Makna Esensial Hijrah

Secara literal hijrah berasal dari kata hajara. Kamus Al-Mu’jam al-Wasith menyebutkan, hajara berarti taraka min makan ila makan yaitu berpindah dari satu tempat ke tempat lain dalam arti fisikal atau berarti i’tazala memisahkan diri atau tabaa’ada menjauhkan diri. Ia juga bisa berarti taraka wathanahu,  dia meninggalkan tanah airnya. Mengenai makna ini Al Qur-an menyatakan:

“Dan orang-orang yang telah tinggal di kota Madinah dan telah beriman (Anshar) sebelum (kedatangan) mereka (Muhajirin), mereka (Anshar) ‘mencintai’ orang yang berhijrah kepada mereka (Muhajirin). Dan mereka (Anshar) tiada menaruh keinginan dalam hati mereka terhadap apa-apa yang diberikan kepada mereka (Muhajirin); dan mereka mengutamakan (orang-orang Muhajirin), atas diri mereka sendiri, sekalipun mereka dalam kesusahan. Dan siapa yang dipelihara dari kekikiran dirinya, mereka itulah orang-orang yang beruntung” (QS. Al-Hasyar [59]:9).
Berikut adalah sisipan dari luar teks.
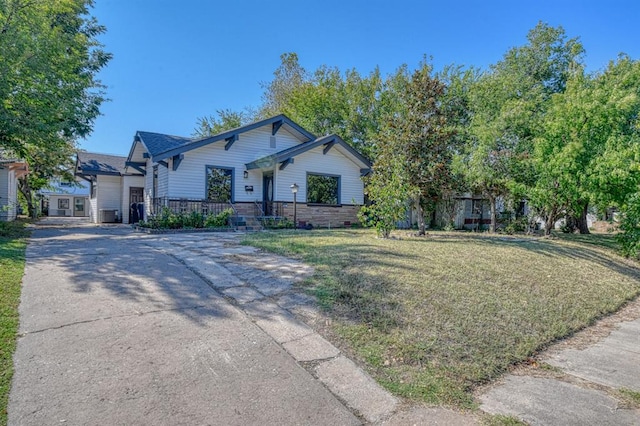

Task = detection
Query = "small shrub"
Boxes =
[204,209,233,228]
[504,216,528,235]
[138,207,233,229]
[616,193,640,257]
[262,218,294,229]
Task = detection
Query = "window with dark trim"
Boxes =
[307,173,340,205]
[58,198,69,210]
[151,166,158,198]
[206,166,233,203]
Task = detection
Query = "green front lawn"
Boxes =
[0,222,28,425]
[245,230,640,407]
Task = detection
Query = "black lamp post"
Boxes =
[291,183,298,229]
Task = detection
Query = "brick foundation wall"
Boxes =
[283,203,361,228]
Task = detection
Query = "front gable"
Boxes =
[127,115,371,203]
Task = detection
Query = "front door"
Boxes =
[262,172,273,216]
[73,197,85,216]
[129,186,144,223]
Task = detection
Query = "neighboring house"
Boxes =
[0,151,29,222]
[75,152,144,223]
[39,178,90,217]
[125,115,371,227]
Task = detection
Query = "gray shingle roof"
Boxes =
[129,114,316,161]
[245,135,371,170]
[137,131,196,156]
[77,152,127,175]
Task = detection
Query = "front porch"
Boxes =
[150,197,360,230]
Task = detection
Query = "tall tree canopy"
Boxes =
[0,0,111,216]
[531,56,640,233]
[367,61,458,234]
[463,23,583,232]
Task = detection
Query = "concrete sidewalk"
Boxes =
[9,222,640,425]
[8,224,474,425]
[9,227,362,425]
[479,300,640,426]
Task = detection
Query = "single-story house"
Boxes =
[124,115,371,227]
[75,152,145,223]
[38,178,90,217]
[0,151,29,222]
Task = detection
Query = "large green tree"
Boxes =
[462,23,583,232]
[192,108,255,138]
[531,56,640,233]
[0,0,111,214]
[368,61,457,235]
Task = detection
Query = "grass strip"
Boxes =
[0,222,28,425]
[245,230,640,408]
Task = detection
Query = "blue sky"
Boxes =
[80,0,640,155]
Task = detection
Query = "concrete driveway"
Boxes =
[8,225,475,425]
[9,226,362,425]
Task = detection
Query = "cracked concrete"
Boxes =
[8,226,362,425]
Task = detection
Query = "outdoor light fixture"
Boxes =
[291,183,298,229]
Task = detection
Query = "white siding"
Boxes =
[94,176,122,222]
[120,176,146,223]
[168,125,300,202]
[144,159,153,217]
[89,190,98,223]
[158,162,172,197]
[49,195,73,216]
[0,168,18,221]
[274,145,364,204]
[131,142,147,161]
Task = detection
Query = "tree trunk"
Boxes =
[18,176,38,219]
[544,208,558,236]
[416,195,427,235]
[576,201,591,234]
[489,195,497,234]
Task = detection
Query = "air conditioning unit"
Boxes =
[100,209,118,223]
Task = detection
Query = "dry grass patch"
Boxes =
[241,230,640,407]
[0,222,28,425]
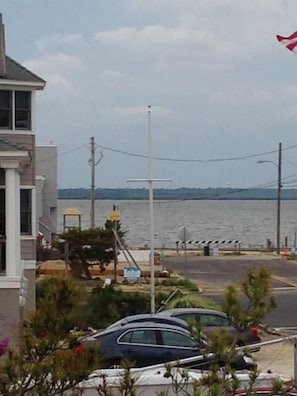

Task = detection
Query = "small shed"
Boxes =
[63,207,82,231]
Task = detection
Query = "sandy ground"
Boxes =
[252,334,294,378]
[37,255,297,378]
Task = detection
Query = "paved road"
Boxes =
[163,255,297,333]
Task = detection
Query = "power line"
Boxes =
[36,144,86,163]
[98,144,297,163]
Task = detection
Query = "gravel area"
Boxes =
[252,335,294,378]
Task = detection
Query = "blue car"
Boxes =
[108,313,189,330]
[84,322,256,370]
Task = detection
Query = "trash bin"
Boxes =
[203,245,209,256]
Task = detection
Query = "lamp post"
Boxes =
[257,143,282,254]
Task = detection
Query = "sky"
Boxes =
[0,0,297,188]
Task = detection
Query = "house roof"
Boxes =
[0,55,45,84]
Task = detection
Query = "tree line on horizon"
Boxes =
[58,187,297,200]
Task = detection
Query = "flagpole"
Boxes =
[127,105,171,313]
[147,105,156,313]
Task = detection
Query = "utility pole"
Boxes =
[276,143,282,254]
[257,143,282,254]
[89,137,103,230]
[90,137,95,230]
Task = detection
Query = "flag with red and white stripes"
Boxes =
[276,32,297,51]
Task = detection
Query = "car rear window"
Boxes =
[161,330,197,348]
[119,329,157,344]
[200,314,232,327]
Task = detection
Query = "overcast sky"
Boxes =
[0,0,297,188]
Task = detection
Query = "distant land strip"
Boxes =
[58,187,297,201]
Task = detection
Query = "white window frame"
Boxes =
[0,88,31,133]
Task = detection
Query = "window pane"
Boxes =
[21,189,32,235]
[0,90,12,129]
[161,330,197,348]
[15,91,31,129]
[200,314,231,326]
[0,90,11,109]
[0,189,5,235]
[15,91,31,110]
[119,330,157,344]
[15,110,30,129]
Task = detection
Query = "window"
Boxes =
[200,314,232,327]
[0,90,31,129]
[21,189,32,235]
[15,91,31,129]
[0,90,12,129]
[0,189,5,235]
[161,330,197,348]
[119,330,157,345]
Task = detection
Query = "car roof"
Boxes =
[158,308,227,317]
[92,322,191,338]
[108,313,188,329]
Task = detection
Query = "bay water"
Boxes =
[58,200,297,248]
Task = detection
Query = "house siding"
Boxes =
[21,238,36,260]
[0,132,35,186]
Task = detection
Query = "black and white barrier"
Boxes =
[176,239,241,246]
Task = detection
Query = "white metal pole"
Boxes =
[148,105,155,313]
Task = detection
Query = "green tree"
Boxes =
[58,228,114,278]
[222,267,276,331]
[0,277,99,396]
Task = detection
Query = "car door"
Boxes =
[159,329,202,362]
[199,313,237,339]
[118,328,163,367]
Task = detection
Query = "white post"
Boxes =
[148,106,155,313]
[127,105,171,313]
[5,168,20,277]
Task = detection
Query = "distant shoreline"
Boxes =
[58,187,297,201]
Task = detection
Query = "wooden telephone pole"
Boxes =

Ayat lain yang menujuk arti perpindahan tempat juga disebutkan dalam surah Al-Ankabut [29]:26 yaitu: “Maka Luth membenarkan kenabian Ibrahim. Dan dia (Ibrahim) berkata : ‘Sesungguhnya aku harus berpindah ke (tempat yang diperintahkan) Tuhan kepadaku’”.

Sementara al-Raghib al-Isfahani dalam Mufradat Alfazh Al-Qur’an menyatakan bahwa kata hajara bemakna mufaraqah al-insan ghairahu imma bi al-badan aw bi al-lisan aw bi al-qalb artinya meninggalkan orang lain baik secara fisik, ucapan atau hati.
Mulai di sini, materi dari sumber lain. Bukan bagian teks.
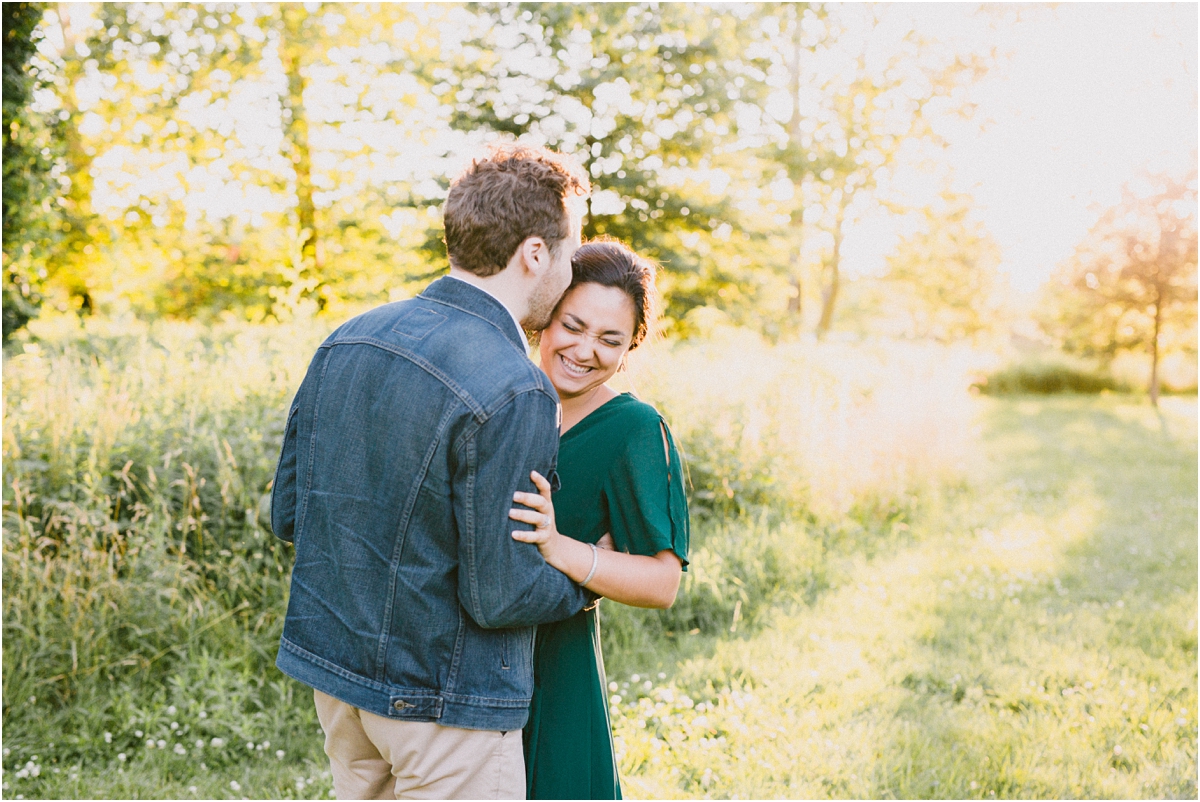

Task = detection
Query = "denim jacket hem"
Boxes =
[275,638,529,732]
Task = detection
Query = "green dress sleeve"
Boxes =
[604,403,690,570]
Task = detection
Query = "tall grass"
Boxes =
[4,319,970,797]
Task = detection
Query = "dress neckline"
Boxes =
[559,393,636,442]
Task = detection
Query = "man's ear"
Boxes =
[517,237,550,276]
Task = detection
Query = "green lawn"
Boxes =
[617,397,1196,798]
[4,396,1196,798]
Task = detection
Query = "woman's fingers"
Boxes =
[529,471,551,498]
[512,492,551,513]
[509,509,546,527]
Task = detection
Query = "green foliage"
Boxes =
[2,2,53,342]
[1039,172,1196,402]
[884,194,1002,342]
[973,359,1129,395]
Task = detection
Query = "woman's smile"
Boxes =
[558,354,595,376]
[540,283,635,402]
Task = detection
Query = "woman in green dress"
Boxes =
[510,241,689,800]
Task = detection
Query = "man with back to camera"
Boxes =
[271,145,589,798]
Ini menunjukkan bahwa hijrah memiliki makna yang lebih luas dari sekedar perpindahan fisik. Hijrah berarti juga mendiamkan atau membiarkan.
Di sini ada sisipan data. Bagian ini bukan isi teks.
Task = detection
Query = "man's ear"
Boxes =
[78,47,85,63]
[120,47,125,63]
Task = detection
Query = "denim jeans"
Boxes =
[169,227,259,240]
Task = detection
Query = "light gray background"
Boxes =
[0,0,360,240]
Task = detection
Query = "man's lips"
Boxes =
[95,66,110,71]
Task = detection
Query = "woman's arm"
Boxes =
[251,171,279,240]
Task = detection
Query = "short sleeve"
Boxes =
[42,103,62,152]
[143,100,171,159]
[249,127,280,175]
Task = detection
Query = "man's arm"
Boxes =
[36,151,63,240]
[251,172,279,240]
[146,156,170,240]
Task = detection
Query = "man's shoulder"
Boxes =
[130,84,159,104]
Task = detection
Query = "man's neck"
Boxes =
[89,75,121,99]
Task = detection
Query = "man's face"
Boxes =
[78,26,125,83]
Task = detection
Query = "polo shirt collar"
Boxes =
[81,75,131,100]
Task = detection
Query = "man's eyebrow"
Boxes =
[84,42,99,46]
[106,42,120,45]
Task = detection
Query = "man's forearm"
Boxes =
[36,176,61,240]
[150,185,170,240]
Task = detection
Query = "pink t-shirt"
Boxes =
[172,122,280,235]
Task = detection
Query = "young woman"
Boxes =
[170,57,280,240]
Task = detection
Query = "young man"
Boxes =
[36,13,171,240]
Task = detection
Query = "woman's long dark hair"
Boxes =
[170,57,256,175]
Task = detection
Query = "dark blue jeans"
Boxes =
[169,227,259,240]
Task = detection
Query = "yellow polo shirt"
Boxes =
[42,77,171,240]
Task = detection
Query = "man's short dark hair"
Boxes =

Al-Isfahani selanjutnya mengemukakan makna terminologis hijrah sebagaimana dipahami banyak orang dewasa ini. Hijrah adalah keluar dari rumah atau wilayah kafir (dar al-kufr) menuju rumah atau wilayah iman (dar al-iman) seperti hijrah dari Makkah ke Madinah. Di sini tampak bahwa hijrah mengandung makna teologis. Yakni sebuah sikap meninggalkan keyakinan yang mengingkari Tuhan berikut misi-misi yang disampaikan-Nya menuju kepada sikap mempercayai Tuhan berikut seluruh misi-Nya. Pemaknaan ini diambil dari sejumlah ayat Al-Qur-an. Misalnya :

Baca Juga:  Telaah Sosiologis Rasionalisme di Awal Islam (1): Spektrum Rasionalisme Islam

“Dan orang-orang yang berhijrah karena Allah setelah mereka dizalimi pasti Kami menyediakan untuk mereka tempat yang baik di dunia”(QS. An-Nahl [16]:41).

atau

Dan orang-orang yang beriman dan berhijrah serta berjihad pada jalan Allah, dan orang-orang yang memberi tempat kediaman dan memberi pertolongan (kepada orang-orang muhajirin), mereka itulah orang-orang yang benar-benar beriman. Mereka memperoleh ampunan dan rezeki (nikmat) yang mulia” (QS. Al-Anfal [8]:74).

Dalam banyak pandangan ayat-ayat tentang hijrah di atas, dapat menunjuk pada makna-makna yang terkait dengan dimensi moralitas dan religius. Mereka mengatakan bahwa hijrah berarti “hujran al-syahawat wa al-akhlaq al-dzamimah wa al-khathaya (meninggalkan keinginan-keinginan yang rendah, moralitas yang buruk dan kekeliruan-kekeliruan) menuju kepada kehidupan yang lebih religius dan bermoral mulia.

Demikianlah tampak jelas bahwa hijrah tidak dapat dimaknai secara sederhana sebagai perpindahan atau pemisahan tempat, melainkan sebuah langkah yang mengandung dimensi-dimensi kehidupan yang lebih luas dan lebih strategis. Sebagai seorang Nabi dan Rasul, misi utama yang harus dijalankannya adalah menyebarkan misi-misi ketuhanan.

Dengan begitu, langkah Nabi Saw. untuk melakukan hijrah adalah dalam kerangka melanjutkan misi teologis, spiritual,  dan moral kemanusiaan di tempat dan pada audiens yang lebih menghargai nilai-nilai kemanusian yang luhur.